Investigating Novel Methods of Interaction with Pharmaceutically Relevant Enzymes

Metalloproteins requiring one or more metal ions for normal function make up 30% of all known proteins, and many critical biological pathways contain at least one metallo-enzyme. Di-nuclear metallo-proteins constitute a large class of these proteins yet we currently lack effective methods of inhibiting these enzymes for the development of new medical therapies, particularly for the discovery of new antibiotics. Our work has focused on developing novel functionalities that selectively interact with di-nuclear catalytic centers, and we are targeting three separate di-zinc-metallo-enzymes that are unique to bacteria and play key roles in their growth and development. These enzymes are DapE, AiiA, and NDM-1. DapE is involved in biosynthesis of lysine and meso-diaminopimelic acid, essential precursors in the production of bacterial cell walls. AiiA is a di-Zn-dependent lactonase involved in bacterial cell-cell communication, and NDM-1 is a di-metallo-beta-lactamase capable of deactivating the most commonly administered antibiotics, gaining international attention for this enzyme as a clinically-relevant pharmaceutical target, yet drug development efforts have proven ineffective due to a lack of effective inhibitors. As part of our ongoing studies to functionally annotate the Gcn5-related N-acetyltransferase (GNAT) PA4794 from Pseudomonas aeruginosa with unknown functions, we have used PA4794 as a model system for exploring efficient formation of bisubstrate complexes to enhance our success rate in obtaining co-crystal structures of GNATs with ligands bound in their acceptor sites. We have synthesized and tested substrate analogs of the previously identified N-phenylacetyl glycine lysine (NPAcGK) enabling two separate three-dimensional structures of PA4794 with NPAcGK analog-derived bisubstrates formed through direct reaction with CoA—the first through direct alkylation with a reactive substrate, and the second through X-ray induced radical-mediated process. We have also performed docking and molecular dynamics simulations of the reverse reaction pathway from the NPAcGK product back to formation of the tetrahedral intermediate/transition state to complement our structural work and to explore the key ligand-protein interactions within the active site of PA4794, guiding mutant synthesis and kinetics to explore the role of key residues in the active site

In Silico Binding of 2-Aminocyclobutanones to SARS-CoV-2 Nsp13 Helicase and Demonstration of Antiviral Activity

The landscape of viral strains and lineages of SARS-CoV-2 keeps changing and is currently dominated by Delta and Omicron variants.

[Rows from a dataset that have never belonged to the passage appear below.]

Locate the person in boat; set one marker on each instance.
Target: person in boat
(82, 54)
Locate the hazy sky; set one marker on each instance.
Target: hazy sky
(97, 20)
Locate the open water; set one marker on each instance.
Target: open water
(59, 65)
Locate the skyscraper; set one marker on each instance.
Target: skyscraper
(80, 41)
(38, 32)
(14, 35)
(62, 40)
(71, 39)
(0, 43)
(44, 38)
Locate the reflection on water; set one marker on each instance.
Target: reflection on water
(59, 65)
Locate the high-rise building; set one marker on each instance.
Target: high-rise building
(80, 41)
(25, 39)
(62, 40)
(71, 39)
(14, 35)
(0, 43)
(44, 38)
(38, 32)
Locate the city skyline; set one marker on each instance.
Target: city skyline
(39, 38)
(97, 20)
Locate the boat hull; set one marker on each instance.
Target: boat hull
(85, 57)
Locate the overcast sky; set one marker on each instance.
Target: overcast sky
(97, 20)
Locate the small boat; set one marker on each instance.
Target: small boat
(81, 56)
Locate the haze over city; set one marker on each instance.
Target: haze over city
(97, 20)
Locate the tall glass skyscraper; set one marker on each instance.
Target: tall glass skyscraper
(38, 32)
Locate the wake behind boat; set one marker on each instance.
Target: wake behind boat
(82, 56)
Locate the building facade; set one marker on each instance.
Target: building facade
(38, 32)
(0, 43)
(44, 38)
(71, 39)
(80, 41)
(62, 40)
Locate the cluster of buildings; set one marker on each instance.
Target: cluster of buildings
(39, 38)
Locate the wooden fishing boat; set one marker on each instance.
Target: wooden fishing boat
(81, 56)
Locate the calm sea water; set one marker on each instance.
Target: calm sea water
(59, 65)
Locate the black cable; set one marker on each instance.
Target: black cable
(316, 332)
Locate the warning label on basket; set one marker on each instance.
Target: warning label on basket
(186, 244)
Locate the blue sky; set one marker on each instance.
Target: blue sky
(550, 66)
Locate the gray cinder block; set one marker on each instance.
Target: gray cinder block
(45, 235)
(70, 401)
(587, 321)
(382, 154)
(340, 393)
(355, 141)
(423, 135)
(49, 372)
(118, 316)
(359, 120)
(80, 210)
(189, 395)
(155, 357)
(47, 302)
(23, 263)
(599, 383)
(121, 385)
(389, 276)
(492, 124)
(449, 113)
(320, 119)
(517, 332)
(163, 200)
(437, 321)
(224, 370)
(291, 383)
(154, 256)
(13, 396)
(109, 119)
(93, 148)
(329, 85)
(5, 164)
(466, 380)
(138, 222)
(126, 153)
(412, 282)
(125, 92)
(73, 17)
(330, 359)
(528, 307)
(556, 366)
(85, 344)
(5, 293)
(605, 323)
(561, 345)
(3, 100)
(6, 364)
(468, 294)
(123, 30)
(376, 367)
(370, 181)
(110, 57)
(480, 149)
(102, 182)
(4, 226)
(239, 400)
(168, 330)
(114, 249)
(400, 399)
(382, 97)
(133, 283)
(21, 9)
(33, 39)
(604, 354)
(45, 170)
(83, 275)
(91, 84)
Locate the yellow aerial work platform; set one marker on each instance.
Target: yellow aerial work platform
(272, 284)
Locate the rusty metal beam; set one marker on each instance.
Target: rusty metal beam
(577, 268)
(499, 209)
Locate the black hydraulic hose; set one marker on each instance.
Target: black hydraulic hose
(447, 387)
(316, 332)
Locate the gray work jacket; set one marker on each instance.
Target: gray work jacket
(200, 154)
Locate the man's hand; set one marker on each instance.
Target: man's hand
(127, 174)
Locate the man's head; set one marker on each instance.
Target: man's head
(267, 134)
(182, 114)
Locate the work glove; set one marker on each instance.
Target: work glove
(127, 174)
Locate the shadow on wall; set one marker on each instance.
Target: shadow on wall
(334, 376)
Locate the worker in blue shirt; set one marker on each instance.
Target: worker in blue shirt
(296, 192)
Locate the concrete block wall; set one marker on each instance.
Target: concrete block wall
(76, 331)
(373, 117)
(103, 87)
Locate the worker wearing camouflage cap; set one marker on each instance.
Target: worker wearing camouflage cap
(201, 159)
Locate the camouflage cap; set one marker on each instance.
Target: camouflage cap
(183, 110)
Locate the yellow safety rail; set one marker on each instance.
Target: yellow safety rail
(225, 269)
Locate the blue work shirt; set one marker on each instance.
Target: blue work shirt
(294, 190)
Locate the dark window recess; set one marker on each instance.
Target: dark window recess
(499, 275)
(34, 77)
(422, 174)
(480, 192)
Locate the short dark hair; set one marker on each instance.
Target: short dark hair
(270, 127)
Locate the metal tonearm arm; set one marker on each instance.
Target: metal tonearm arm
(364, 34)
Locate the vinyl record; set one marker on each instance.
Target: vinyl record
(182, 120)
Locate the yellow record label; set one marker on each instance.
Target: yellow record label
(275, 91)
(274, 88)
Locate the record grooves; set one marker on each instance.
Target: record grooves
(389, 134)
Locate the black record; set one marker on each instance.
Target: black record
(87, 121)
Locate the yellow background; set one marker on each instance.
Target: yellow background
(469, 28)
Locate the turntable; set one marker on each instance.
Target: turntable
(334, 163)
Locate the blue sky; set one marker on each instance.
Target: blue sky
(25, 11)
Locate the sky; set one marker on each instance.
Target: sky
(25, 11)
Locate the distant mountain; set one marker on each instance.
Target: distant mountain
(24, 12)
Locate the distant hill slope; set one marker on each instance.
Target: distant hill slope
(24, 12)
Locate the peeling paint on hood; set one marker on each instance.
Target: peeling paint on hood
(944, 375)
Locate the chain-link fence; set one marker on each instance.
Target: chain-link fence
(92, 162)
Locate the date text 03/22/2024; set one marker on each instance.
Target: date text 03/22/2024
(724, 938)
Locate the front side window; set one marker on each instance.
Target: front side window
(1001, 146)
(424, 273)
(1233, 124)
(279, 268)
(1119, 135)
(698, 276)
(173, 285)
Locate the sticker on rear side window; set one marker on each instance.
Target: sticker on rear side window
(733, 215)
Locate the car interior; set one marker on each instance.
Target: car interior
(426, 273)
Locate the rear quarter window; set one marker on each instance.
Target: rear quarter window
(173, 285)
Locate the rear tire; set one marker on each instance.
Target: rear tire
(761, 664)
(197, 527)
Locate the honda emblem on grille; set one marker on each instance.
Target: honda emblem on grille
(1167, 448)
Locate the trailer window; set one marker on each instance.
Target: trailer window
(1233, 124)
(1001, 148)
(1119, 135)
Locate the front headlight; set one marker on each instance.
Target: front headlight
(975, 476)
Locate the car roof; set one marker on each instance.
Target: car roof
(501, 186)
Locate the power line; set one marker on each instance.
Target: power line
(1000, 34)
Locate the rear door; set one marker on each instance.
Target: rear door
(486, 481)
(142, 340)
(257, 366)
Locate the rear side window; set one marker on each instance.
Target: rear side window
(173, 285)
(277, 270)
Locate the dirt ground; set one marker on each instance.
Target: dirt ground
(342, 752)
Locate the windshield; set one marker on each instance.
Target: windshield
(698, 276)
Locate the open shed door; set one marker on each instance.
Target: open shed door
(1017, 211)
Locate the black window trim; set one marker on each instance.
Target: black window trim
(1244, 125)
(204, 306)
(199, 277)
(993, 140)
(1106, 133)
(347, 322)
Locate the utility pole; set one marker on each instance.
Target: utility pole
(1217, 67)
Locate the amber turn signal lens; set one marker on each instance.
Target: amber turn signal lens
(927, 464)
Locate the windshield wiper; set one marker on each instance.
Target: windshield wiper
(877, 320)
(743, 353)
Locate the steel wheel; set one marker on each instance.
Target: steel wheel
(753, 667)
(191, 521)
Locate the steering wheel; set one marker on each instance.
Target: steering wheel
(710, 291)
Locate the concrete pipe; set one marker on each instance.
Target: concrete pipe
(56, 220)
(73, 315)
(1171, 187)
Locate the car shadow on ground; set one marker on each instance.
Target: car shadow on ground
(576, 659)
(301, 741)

Members of the latest Omicron variants, including BA.1, are showing a high level of immune evasion, and Omicron has become a prominent variant circulating globally. In our search for versatile medicinal chemistry scaffolds, we prepared a library of substituted α-aminocyclobutanones from an α-aminocyclobutanone synthon (11). We performed an in silico screen of this actual chemical library as well as other virtual 2-aminocyclobutanone analogs against seven SARS-CoV-2 nonstructural proteins to identify potential drug leads against SARS-CoV-2, and more broadly against coronavirus antiviral targets. Several of these analogs were initially identified as in silico hits against SARS-CoV-2 nonstructural protein 13 (Nsp13) helicase through molecular docking and dynamics simulations. Antiviral activity of the original hits as well as α-aminocyclobutanone analogs that were predicted to bind more tightly to SARS-CoV-2 Nsp13 helicase are reported. We now report cyclobutanone derivatives that exhibit anti-SARS-CoV-2 activity. Furthermore, the Nsp13 helicase enzyme has been the target of relatively few target-based drug discovery efforts, in part due to a very late release of a high-resolution structure accompanied by a limited understanding of its protein biochemistry. In general, antiviral agents initially efficacious against wild-type SARS-CoV-2 strains have lower activities against variants due to heavy viral loads and greater turnover rates, but the inhibitors we are reporting have higher activities against the later variants than the wild-type (10–20X). We speculate this could be due to Nsp13 helicase being a critical bottleneck in faster replication rates of the new variants, so targeting this enzyme affects these variants to an even greater extent. This work calls attention to cyclobutanones as a useful medicinal chemistry scaffold, and the need for additional focus on the discovery of Nsp13 helicase inhibitors to combat the aggressive and immune-evading variants of concern (VOCs)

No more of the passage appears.